Data Quality Problems In Process Mining And What To Do About Them — Part 4: Wrong Timestamp Configuration
In the article on Zero timestamps we have seen how timestamp problems can lead to faulty case durations. But faulty timestamps do not only influence the case durations. They also impact the variants and the process maps themselves, because the order of the activities is derived based on the timestamps.
For example, take a look at the following data set with just one faulty timestamp. There is one case with a 1970 timestamp (see screenshot below – click on the image to see a larger version). As a result, the ‘Create case’ activity is positioned before the ‘Import forms’ activity.
If we look at the process map, then you see that in all other 456 cases the process flows the other way. Clearly, the reverse sequence is caused by the 1970 timestamp.
And if we look at the average waiting times in the process map, then this one faulty timestamp creates further problems and shows a huge delay of 43 years.
As you can see, data quality problems due to timestamp issues can distort your process mining analysis in many different places. Therefore, it is important to carefully assess the process map and the variants, if possible together with a domain expert, to spot any suspicious orderings of activities.
If you have found a problem with the timestamps, then there can be different reasons for why this is happening. Zero timestamps are just one possible reason. Here is the next one: Wrong timestamp configuration during import.
Wrong Timestamp Pattern Configuration
When you import a CSV or Excel file into Disco, the timestamp pattern is normally detected automatically. You don’t have to do anything. If it is not automatically detected, Disco lets you specify how the timestamp pattern should be interpreted rather than forcing you to convert your source data into a fixed timestamp format. And you can even work with different timestamp patterns in your data set.
However, if you have found that activities show up in the wrong order, or if you find that your process map looks weird and does not really show the expected process, then it is worth verifying that the timestamps are correctly configured during import.
You can do that by going back to the import screen: Either click on the Reload button from the project view or import your data again. Then, select the timestamp column and press the Pattern button in the top-right corner. You will see a few original timestamps as they are in your file (on the left side) and a preview of how Disco interprets them (in green, on the right side).
Check in the green column whether the timestamps are interpreted correctly. Pay attention to the lower and upper case of the letters in the pattern, because it makes a difference. For example, the lower case ’m’ stands for minutes while the upper case ‘M’ stands for months.
How to fix: If you find that the preview does not pick up the timestamps correctly, configure the correct pattern for your timestamp column in the import screen. You can empty the Pattern field and start typing the pattern that matches the timestamps in your data set (use the legend on the right, and for more advanced patterns see the Java date pattern reference for the precise notation and further examples). The green preview will be updated while you type, so that you can check whether the timestamps are now interpreted correctly. Then, press the Use Pattern button.

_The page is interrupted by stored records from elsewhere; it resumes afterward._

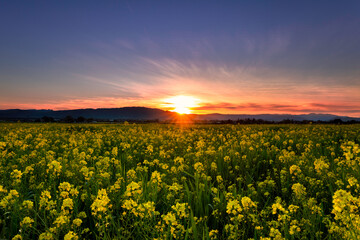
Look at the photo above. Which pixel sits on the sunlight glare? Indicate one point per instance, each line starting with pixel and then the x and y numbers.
pixel 182 104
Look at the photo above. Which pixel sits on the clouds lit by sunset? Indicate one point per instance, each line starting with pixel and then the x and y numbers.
pixel 229 57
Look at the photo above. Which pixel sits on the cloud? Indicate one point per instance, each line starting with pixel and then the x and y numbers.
pixel 279 108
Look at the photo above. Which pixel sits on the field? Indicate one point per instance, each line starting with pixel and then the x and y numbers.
pixel 153 181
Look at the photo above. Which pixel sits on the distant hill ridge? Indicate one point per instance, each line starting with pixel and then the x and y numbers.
pixel 144 114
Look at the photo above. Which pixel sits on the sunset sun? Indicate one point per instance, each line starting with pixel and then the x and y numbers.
pixel 181 104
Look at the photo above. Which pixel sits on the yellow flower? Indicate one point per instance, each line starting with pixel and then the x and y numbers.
pixel 155 177
pixel 101 203
pixel 77 222
pixel 17 237
pixel 71 236
pixel 26 222
pixel 299 190
pixel 61 220
pixel 28 204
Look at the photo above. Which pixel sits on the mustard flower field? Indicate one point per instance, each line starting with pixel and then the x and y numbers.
pixel 163 181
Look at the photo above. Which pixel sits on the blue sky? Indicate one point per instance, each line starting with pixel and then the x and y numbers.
pixel 234 56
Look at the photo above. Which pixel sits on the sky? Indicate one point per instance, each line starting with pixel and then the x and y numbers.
pixel 253 57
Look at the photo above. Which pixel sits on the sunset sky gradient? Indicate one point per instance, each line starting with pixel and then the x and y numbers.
pixel 233 56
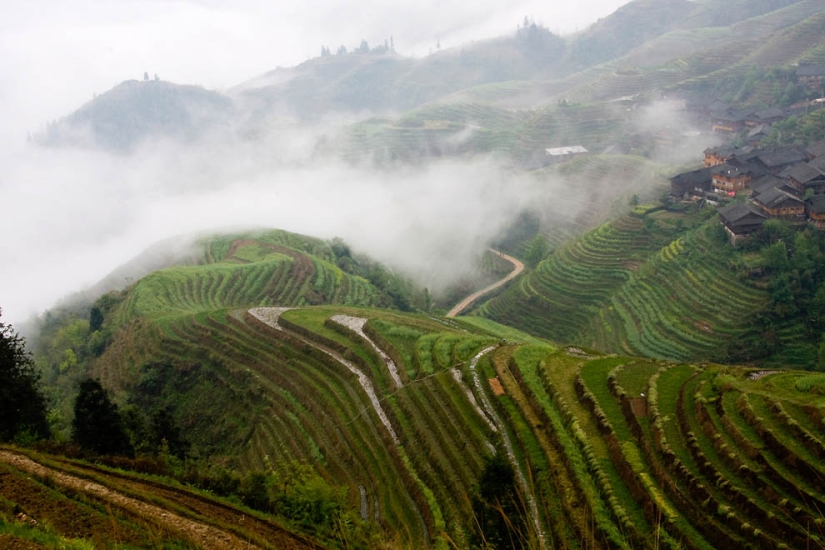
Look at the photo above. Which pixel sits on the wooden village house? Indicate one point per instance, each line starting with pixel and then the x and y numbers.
pixel 777 203
pixel 815 210
pixel 740 220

Wrong Timestamp Column Configuration
Another timestamp problem that can result from mistakes during the import step is that you may have accidentally configured some columns as a timestamp that are not actually a timestamp column in the sense of a process mining timestamp (but, for example, indicate the birthday of the customer).

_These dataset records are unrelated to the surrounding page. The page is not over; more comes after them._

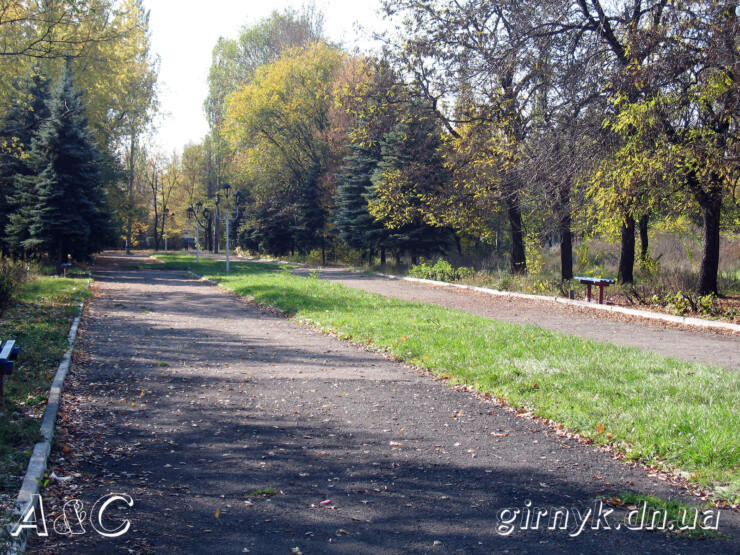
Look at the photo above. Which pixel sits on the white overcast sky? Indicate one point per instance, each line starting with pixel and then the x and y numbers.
pixel 184 33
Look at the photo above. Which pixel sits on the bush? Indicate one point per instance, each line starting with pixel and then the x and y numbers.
pixel 440 271
pixel 12 274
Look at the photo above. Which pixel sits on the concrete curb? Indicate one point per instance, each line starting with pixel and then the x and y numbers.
pixel 37 465
pixel 685 321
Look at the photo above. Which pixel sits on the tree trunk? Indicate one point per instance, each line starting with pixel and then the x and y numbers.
pixel 518 256
pixel 130 207
pixel 627 254
pixel 711 209
pixel 566 236
pixel 644 246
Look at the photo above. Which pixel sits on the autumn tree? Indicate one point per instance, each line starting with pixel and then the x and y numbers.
pixel 276 125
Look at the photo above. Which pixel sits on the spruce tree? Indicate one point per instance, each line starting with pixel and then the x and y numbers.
pixel 67 215
pixel 17 129
pixel 412 146
pixel 353 222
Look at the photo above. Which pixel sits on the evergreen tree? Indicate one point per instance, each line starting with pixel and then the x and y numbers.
pixel 410 171
pixel 310 215
pixel 66 216
pixel 17 129
pixel 353 222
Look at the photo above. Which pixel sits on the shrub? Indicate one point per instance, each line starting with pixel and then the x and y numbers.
pixel 440 271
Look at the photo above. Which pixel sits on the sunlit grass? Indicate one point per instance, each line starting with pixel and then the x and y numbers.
pixel 650 407
pixel 39 321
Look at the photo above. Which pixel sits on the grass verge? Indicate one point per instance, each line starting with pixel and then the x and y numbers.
pixel 39 321
pixel 662 411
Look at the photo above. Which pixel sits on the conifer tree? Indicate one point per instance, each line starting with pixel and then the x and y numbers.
pixel 66 215
pixel 410 172
pixel 353 222
pixel 17 129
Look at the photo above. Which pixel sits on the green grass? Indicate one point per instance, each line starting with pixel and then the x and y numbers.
pixel 39 321
pixel 660 410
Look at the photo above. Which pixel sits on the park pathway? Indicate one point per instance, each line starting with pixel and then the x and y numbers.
pixel 721 349
pixel 236 430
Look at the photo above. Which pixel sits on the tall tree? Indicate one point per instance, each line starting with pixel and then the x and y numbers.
pixel 17 129
pixel 67 214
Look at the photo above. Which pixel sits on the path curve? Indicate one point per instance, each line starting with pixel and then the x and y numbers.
pixel 195 402
pixel 686 344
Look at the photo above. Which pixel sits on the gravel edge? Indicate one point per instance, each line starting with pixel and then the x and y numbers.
pixel 685 321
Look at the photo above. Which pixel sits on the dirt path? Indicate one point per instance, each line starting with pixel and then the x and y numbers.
pixel 695 346
pixel 193 401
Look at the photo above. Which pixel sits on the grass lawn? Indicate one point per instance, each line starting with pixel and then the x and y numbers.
pixel 39 321
pixel 661 410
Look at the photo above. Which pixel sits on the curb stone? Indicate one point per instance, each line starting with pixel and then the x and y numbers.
pixel 686 321
pixel 37 464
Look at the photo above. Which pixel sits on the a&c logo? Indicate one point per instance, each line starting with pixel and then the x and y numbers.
pixel 71 521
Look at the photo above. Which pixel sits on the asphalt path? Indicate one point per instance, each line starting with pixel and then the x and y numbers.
pixel 235 430
pixel 691 344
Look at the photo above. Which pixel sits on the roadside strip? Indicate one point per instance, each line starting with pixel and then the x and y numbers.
pixel 25 502
pixel 685 321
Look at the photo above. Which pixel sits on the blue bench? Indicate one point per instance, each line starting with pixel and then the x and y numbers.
pixel 8 354
pixel 600 282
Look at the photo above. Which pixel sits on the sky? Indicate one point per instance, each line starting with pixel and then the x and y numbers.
pixel 184 33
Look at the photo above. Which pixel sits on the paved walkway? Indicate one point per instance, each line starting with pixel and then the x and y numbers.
pixel 665 339
pixel 200 406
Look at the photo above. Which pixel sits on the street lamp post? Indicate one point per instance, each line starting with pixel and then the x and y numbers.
pixel 166 213
pixel 228 217
pixel 194 212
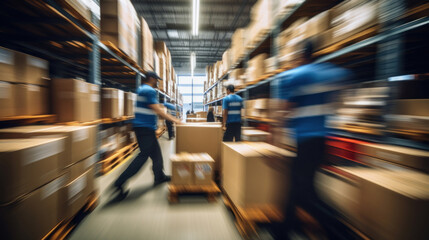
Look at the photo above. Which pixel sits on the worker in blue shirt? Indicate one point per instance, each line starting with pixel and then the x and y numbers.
pixel 306 93
pixel 232 105
pixel 145 123
pixel 171 109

In the customer service refund example below, the purchase date in the data has the form of a timestamp. However, this is a date that does not change over time and should actually be treated as an attribute. You can see that both the ‘Complete Timestamp’ as well as the ‘Purchase Date’ column have the title clock symbol in the header, which indicates that currently both are configured as a timestamp.
If columns are wrongly configured as a timestamp, Disco will use them to calculate the duration of the activity. As a consequence, activities can show up in parallel although the are in reality not happening at the same time.
How to fix: Make sure that only the right columns are configured as a timestamp: For each column, the current configuration is shown in the header. Look through all your columns and make sure only your actual timstamp columns are showing the little clock symbol that indicates the timestamp configuration. Then, press again the Start import button.
For example, in the customer service data set, we would change the configuration of the ‘Purchase Date’ column to a normal attribute as shown below.